Raison N°3 : les femmes ne
réagissent pas de la même manière aux médicaments
Des
particularités physiologiques liées à chaque sexe peuvent expliquer cette
différence de réactions face au traitement. Le Dr Manfred Lutz, interrogé lors
d’un un
passionnant documentaire diffusé sur Arte « Les maladies
ont-elles un sexe », mentionne à cette occasion les différences de
métabolisme entre hommes et femmes. A titre d’exemple, celles-ci absorberaient
l’alcool plus rapidement que leurs homologues masculins, à poids et tailles
équivalents. 2 raisons peuvent expliquer ce
constat : l'enzyme responsable du métabolisme de l'alcool n'est pas aussi
active que chez l'homme. Par ailleurs, l'alcool se répand plus facilement dans
les muscles que dans la masse adipeuse ; celle-ci étant plus importante chez la
femme, la concentration d'alcool sera plus grande dans l'organisme. Le Dr Ivan
Berlin mentionne,
quant à lui, d’autres facteurs susceptibles d’expliquer la variabilité des
médicaments selon les sexes : la taille des organes, le volume de
distribution (plus petit chez la femme), le transit gastro-intestinal, plus
rapide chez la femme que l’homme (et pouvant donc limiter l’efficacité d’un
traitement par voie orale) ainsi que le milieu hormonal.

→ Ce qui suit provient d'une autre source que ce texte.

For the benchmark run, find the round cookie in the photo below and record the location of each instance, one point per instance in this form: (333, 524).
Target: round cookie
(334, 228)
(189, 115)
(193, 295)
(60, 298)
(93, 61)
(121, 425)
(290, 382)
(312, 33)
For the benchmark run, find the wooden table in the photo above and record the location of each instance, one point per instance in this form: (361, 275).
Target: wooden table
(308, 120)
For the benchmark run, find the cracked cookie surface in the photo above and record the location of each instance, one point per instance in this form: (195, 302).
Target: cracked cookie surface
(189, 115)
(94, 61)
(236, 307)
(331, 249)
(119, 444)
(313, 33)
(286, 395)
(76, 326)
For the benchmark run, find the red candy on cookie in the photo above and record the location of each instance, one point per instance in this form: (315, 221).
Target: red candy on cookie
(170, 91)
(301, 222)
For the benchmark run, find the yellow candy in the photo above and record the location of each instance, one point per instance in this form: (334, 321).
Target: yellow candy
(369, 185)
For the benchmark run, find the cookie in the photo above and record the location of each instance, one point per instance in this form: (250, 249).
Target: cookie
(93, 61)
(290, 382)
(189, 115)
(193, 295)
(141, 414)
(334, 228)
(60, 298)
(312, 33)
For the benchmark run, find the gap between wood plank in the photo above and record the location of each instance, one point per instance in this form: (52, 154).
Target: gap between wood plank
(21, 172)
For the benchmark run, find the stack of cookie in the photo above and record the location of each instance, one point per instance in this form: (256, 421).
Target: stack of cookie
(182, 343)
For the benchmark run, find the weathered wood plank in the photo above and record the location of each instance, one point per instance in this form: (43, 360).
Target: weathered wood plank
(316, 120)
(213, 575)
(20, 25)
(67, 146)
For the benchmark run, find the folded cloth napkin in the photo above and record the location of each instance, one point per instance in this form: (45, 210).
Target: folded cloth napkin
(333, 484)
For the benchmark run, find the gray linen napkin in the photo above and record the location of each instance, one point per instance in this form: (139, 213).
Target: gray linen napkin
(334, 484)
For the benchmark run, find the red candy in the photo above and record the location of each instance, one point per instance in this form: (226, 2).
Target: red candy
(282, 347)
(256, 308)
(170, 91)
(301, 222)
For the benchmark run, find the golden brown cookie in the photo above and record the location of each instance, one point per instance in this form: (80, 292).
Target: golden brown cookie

Il explique également
que les effets indésirables sont plus fréquents de 60% chez les femmes que chez
les hommes.
Et si ce que
l’on avait longtemps pris pour une sensibilité typiquement féminine n’était
finalement que la résultante de tests cliniques non représentatifs ?
La question est
pourtant loin d’être anodine, les effets secondaires de médicaments seraient responsables
d'au moins 18.000 décès par an d’après
le Dr Bernard Bégaud de l’Inserm.
Récemment, Caroline
Criado Perez, auteure de Invisible Women, Exposing Data Bias in a
World Designed for Men est revenue sur le sujet dans un article du Guardian,
repris par « Le
Point » : « Le monde est mal fichu pour les femmes, depuis
les téléphones portables gigantesques, conçus, là encore, pour se nicher dans
la main de notre « homme-référence » jusqu'aux dispositifs de
sécurité des voitures, testés avec des mannequins construits selon les
mensurations du même individu « moyen » de 70 kg (…) Conséquence :
si les femmes ont moins d'accidents de voiture que les hommes, elles ont
47 % plus de risques d'être gravement blessées si cela leur arrive, et
17 % plus de risques d'y laisser leur vie.»